Microsoft Corp. has withdrawn its $43-billion bid for Yahoo, at least for now, in the face of the Yahoo board's demand for billions of dollars more. The withdrawal cheered Yahoo executives and opponents of the takeover, most notably Google, whose dominance over some kinds of online advertising was threatened by the pairing. But if Yahoo responds by joining forces with Google, consumers and advertisers might end up worse off than had the Microsoft deal gone through.
Don't get us wrong, we're not in the Google Is Evil camp. We'd just like to have lively competition in online advertising. Sometimes choice and innovation are promoted when weaker competitors join forces to battle stronger ones. But when a dominant competitor co-opts the runner-up, that's troubling.
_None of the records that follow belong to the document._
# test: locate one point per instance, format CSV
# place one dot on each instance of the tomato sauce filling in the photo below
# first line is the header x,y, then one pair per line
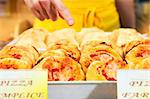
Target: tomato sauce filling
x,y
143,53
55,74
102,55
5,66
110,70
Such would be the case if Yahoo took its search advertising business, which now ranks a distant second behind Google in market share, and handed it over to Google. Search advertising is a powerful way to sell goods and services, promote a brand and compete with better-known rivals. For example, if Brand X wants to sell more detergent, it might pay a search engine such as Google or Yahoo to show ads for that product whenever someone searches for "best detergent" or "Tide." The effectiveness of such ads, though, depends in part on how many people see them. Google's system already delivers ads to more searchers than any of its competitors; adding Yahoo's giant audience to its own would make Google's service more compelling to advertisers -- and more difficult for anyone else to compete with.